La grille indiciaire du maître-nageur n'est pas la même selon son cadre d'emplois (éducateur territorial des activités physiques et sportives ou conseiller territorial des activités physiques et sportives), et elle évolue différemment. La grille indiciaire d’éducateur principal de deuxième classe concerne les maîtres-nageurs sauveteurs (MNS) les plus expérimentés. Ici, la rémunération sera comprise entre 1 850,97 euros brut et 2 653,38 euros brut. Enfin, la grille indiciaire pour l’éducateur sportif principal de première classe ne s’appliquera qu’au maître-nageur en fin de carrière, aux chefs de bassins ou directeurs de piscines. Pour ce grade, le traitement indiciaire est compris entre 1 954,34 euros et 2 914,29 euros (échelon 11).
Il existe également des maîtres-nageurs fonctionnaires de catégorie A, qui sont les conseillers territoriaux des activités physiques et sportives (CTAPS). Ces agents exercent leurs fonctions dans des communes de plus de 2 000 habitants et ont sous leur responsabilité une équipe de maîtres-nageurs. Pour un conseiller territorial des activités physiques et sportives (CTAPS), premier niveau en piscine municipale, la rémunération oscille entre 1 610 euros et 2 240 euros hors indemnités. Pour les CTAPS de catégorie A, leur rémunération débute à 1 944,50 euros brut et peut grimper pour le dernier échelon du dernier grade à 4 066 euros brut, un niveau réservé aux plus expérimentés et souvent en fin de carrière.
Les maîtres-nageurs fonctionnaires, qu'ils soient éducateurs ou conseillers des APS territoriaux, sont éligibles à plusieurs primes et indemnités. Ils sont placés sous le régime indemnitaire qui tient compte des fonctions, des sujétions, de l'expertise et de l'engagement professionnel (Rifseep). Le versement de ces primes est à la discrétion de l'organe délibérant, comme les collectivités territoriales.
Le Maître-Nageur en Secteur Privé et les Revenus Complémentaires
Dans le privé, les conditions sont très différentes puisque cela dépend de l’employeur. C’est au maître-nageur de "vendre" ses compétences et son expérience afin d’obtenir le salaire qu'il souhaite.

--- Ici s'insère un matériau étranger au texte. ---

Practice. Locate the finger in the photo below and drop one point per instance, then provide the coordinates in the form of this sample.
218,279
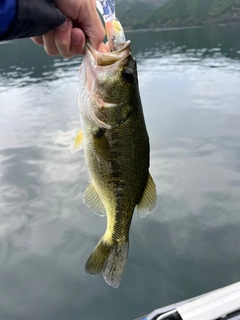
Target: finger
37,40
77,41
49,43
63,39
90,23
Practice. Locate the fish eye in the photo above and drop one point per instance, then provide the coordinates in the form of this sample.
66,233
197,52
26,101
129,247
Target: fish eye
127,74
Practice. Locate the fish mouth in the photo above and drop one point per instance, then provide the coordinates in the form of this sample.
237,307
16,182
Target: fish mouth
108,58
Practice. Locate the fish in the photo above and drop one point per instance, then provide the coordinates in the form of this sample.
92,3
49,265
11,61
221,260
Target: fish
115,141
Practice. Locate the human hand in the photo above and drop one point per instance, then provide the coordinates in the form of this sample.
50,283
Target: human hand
69,39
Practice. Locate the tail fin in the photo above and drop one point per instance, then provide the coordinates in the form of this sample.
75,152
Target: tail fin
108,259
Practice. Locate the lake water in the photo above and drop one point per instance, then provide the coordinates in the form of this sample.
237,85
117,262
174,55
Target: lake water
190,244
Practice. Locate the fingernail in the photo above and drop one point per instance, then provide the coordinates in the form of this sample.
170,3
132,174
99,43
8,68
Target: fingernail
65,25
76,40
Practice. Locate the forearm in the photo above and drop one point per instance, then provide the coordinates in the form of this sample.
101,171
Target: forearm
27,18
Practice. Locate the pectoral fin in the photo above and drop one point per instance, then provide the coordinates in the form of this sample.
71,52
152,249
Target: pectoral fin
93,201
149,198
78,142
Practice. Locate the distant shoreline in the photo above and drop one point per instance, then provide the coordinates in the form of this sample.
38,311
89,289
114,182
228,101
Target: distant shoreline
220,24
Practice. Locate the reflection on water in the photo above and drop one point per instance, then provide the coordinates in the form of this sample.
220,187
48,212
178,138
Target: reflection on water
189,82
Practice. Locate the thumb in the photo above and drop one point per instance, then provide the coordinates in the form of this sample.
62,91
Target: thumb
34,18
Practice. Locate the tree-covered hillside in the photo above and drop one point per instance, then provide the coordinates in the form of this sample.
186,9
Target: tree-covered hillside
176,13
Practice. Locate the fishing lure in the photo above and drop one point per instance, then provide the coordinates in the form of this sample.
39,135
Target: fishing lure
114,30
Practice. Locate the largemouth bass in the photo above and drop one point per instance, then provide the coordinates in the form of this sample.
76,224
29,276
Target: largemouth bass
116,145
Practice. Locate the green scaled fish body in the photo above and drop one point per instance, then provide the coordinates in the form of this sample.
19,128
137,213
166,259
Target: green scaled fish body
116,145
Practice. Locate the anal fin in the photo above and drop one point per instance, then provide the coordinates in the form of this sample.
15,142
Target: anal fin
149,198
93,201
78,142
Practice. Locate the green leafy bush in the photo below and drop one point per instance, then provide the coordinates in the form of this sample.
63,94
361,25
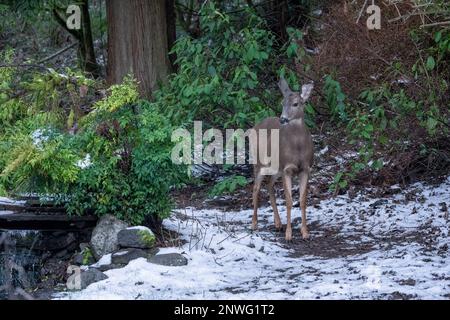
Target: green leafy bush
222,76
129,171
117,161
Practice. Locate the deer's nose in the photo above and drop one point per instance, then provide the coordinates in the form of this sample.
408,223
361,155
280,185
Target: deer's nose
284,120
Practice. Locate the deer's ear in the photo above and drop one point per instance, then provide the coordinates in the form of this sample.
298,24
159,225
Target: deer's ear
306,91
284,87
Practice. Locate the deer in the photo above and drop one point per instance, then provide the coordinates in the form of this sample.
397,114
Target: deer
295,156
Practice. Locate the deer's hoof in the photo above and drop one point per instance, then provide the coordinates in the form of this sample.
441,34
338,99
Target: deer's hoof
288,235
305,233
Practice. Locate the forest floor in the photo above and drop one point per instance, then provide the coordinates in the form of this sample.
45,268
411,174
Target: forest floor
363,246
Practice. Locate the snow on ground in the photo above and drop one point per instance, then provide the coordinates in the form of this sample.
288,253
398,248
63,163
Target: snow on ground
360,248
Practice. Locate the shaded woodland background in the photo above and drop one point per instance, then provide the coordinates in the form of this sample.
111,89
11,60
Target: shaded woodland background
87,115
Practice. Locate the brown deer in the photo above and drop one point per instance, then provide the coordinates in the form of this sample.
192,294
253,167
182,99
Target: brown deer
295,156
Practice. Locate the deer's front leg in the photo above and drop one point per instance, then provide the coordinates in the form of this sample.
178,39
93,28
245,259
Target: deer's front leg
256,187
303,186
287,181
273,202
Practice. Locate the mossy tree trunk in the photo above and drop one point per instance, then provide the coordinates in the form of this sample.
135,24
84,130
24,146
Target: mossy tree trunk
138,42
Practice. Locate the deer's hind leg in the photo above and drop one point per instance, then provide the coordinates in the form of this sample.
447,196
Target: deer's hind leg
256,188
273,202
303,186
287,180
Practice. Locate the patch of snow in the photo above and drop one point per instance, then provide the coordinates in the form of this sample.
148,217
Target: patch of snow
140,228
323,151
121,253
8,201
104,261
403,246
85,163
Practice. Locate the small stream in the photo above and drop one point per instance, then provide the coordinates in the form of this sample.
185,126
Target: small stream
20,265
35,260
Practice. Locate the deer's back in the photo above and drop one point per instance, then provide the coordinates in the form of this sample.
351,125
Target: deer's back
295,144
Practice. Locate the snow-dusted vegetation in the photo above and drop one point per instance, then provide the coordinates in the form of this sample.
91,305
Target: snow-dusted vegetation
361,248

Le maître-nageur peut être salarié d’un club sportif ou d’une association, d’un centre de remise en forme ou d’une piscine municipale (il a alors le statut d’agent territorial de la fonction publique).
Dans le métier de maître-nageur, il est rare de se cantonner à 35 heures par semaine, et il est habituel de cumuler différents emplois ou fonctions pour arrondir ses fins de mois. Les cours particuliers de natation sont un bon complément de salaire, tout comme les cours d’aquagym ou d’aquajogging par exemple. Le maître-nageur peut dispenser des cours particuliers en parallèle de son emploi afin d'augmenter ses ressources. S'il est auto-entrepreneur, les tarifs pratiqués dépendent du maître-nageur lui-même et de l’activité. En moyenne, les services d'un maître-nageur auto-entrepreneur (surveillance ou leçons de natation, cours de sport) sont facturés entre 15 et 40 euros de l’heure. Dans certains cas, notamment pour des groupes plus importants, les tarifs les plus élevés peuvent parfois atteindre entre 60 et 100 euros de l’heure, même si cela reste rare.
Il est aussi possible de devenir chef de bassin ou directeur adjoint de piscine pour voir son salaire augmenter. Certains maîtres-nageurs cumulent avec des fonctions d’entraîneur et encadrent des groupes de compétition après leur journée de travail.